Charlie Munger, Warren Buffett’s right-hand man at Berkshire Hathaway, says about reading:
In my whole life, I have known no wise people who didn’t read all the time — none, zero. You’d be amazed at how much Warren(Buffett) reads — at how much I read. My children laugh at me. They think I’m a book with a couple of legs sticking out”1
Reading takes time. If reading is important for you –it should be, reading and learning are closely related–, you need to allocate specific time for it. More, you need to develop the habit of reading, and nurture it. Even if you find excellent reading material, if reading is not part of your routine, you will end up with a nice, ever-growing list of unread books and articles.

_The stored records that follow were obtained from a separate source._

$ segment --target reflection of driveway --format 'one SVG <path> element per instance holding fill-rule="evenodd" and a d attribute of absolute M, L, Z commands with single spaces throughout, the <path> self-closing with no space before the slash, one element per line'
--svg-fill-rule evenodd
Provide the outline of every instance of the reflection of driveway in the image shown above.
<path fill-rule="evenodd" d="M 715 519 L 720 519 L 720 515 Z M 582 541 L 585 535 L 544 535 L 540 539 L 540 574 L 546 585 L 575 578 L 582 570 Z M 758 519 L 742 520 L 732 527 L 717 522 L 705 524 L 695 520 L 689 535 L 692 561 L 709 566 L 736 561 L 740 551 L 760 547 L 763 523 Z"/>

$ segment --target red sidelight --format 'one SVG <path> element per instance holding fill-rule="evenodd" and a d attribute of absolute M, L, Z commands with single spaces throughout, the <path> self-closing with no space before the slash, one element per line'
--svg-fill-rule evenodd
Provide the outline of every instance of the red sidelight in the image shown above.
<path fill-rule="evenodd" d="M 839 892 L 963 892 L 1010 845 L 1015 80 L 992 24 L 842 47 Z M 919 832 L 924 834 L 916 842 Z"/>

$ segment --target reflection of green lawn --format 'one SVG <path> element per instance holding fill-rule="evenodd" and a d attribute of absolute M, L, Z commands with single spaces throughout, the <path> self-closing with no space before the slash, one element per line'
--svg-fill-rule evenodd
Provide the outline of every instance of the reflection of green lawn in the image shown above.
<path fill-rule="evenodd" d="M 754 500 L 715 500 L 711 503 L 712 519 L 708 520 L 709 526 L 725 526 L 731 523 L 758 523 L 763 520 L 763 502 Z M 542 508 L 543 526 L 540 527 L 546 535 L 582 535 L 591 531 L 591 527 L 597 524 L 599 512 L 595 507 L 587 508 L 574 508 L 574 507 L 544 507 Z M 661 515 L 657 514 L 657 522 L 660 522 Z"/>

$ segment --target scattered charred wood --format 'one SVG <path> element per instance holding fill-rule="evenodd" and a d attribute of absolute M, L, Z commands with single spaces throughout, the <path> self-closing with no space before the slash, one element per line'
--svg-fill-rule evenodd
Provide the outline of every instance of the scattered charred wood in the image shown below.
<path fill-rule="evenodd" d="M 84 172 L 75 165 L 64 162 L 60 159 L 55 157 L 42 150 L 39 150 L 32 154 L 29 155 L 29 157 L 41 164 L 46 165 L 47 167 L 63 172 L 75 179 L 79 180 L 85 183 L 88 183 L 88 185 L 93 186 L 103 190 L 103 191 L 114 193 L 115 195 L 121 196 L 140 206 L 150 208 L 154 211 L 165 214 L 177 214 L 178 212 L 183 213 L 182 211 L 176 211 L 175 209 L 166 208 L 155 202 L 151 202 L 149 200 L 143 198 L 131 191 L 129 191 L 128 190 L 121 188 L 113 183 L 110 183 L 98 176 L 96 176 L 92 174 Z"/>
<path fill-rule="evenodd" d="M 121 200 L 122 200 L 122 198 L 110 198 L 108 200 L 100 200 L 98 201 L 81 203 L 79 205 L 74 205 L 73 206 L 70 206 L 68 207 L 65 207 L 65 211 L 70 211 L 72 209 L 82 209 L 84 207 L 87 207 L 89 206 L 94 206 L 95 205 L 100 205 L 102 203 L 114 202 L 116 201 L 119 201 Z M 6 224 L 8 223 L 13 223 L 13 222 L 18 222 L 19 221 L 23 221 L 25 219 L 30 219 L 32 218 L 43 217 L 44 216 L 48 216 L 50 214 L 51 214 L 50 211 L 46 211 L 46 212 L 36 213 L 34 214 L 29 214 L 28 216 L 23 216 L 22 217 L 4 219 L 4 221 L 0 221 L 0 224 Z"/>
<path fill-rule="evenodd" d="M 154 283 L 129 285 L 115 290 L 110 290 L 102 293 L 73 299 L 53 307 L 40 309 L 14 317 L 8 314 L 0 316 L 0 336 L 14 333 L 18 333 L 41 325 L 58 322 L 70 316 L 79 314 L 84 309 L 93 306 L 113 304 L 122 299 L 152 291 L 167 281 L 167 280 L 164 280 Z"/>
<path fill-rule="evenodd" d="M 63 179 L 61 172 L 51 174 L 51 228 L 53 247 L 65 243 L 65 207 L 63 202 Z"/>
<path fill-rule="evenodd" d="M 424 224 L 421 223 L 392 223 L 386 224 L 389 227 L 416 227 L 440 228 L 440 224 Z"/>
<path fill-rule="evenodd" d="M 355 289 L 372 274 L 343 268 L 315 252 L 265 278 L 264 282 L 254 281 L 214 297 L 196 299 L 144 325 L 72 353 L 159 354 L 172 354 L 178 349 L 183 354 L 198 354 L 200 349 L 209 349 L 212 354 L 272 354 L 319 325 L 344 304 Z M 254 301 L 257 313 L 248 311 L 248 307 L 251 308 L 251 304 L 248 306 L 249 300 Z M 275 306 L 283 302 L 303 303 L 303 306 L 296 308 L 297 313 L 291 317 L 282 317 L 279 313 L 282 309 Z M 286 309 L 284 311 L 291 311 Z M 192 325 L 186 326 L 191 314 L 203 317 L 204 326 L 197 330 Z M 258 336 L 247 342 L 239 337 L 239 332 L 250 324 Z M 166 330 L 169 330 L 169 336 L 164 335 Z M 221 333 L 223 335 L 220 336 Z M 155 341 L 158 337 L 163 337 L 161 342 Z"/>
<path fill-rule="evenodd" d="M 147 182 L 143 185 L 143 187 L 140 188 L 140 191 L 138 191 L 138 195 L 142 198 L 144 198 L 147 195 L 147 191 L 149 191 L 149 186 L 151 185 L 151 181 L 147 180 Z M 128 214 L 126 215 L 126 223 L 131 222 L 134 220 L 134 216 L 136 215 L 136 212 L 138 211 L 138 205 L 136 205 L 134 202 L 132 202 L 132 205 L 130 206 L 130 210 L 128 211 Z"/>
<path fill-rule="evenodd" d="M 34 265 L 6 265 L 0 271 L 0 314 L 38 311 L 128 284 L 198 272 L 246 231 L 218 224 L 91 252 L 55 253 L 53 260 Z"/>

Different kind of readings deserve different reading strategies
Not all readings require the same kind of attention. What you expect to learn from what you are reading also affects the equation. Are you reading for information, or are you reading for knowledge? Different kinds of reading call for different reading strategies. (A more interesting question is what kind of readings take most of our time.)
Casual reading is informative. It may ignite some ideas, but it does not require a great deal of concentration or reasoning. Most of the time, it doesn’t require taking notes. Informative reading material can be consumed almost anywhere, whenever a small amount of time is available. Interruptions while reading casual stuff may be annoying, but don’t do great harm. What is critical is to have this kind of reading material at hand, so you can take advantage of unplanned free time slots.
In-depth, analytical reading, however, is another kind of beast. Reading something above your level of knowledge requires patiently trained reading skills. Taking notes becomes a necessity, at least for me. (If you haven’t do so, you should read this excellent article by Shane Parrish, How to Read A Book, where he explains how to improve your reading skills.)
Reading for knowledge also requires finding interruption-free time, time without distractions that could kill your concentration and reading flow. Learning to say no –deciding what not to read– is also important. Your hard-earned time for reading is limited. You need to focus on what’s important, and finding quality sources of reading material.
Improving your reading skills and finding time to read is essential, but some tactics for managing your reads can help you get the most of your time. Some things I do:
- When I find an online article or post that I want to read, chances are I can’t read it at that moment. I use Instapaper, a read-it-later application that lets me save articles and posts for later consumption2, be it from my desktop, tablet or smartphone.
For keeping up with blogs, I use an _aggregator_3 for following interesting blogs. Keep the list of blogs you follow short, and prune it frequently.
Books receive a different handling. When I find a book worth considering (usually by recommendation from friends, or colleagues, or from people I follow online), I search it on Amazon’s website and inspect its table of contents. I also research about the author, his background, and what other people think about the book. If the results are positive, I buy the book right away, usually as an ebook, and it gets added to my reading queue.
A reading plan
What books did you read last year? Are you satisfied with the list? Which topics do you plan to read about in the next months? It’s not difficult to see the importance of choosing carefully where you invest your reading time.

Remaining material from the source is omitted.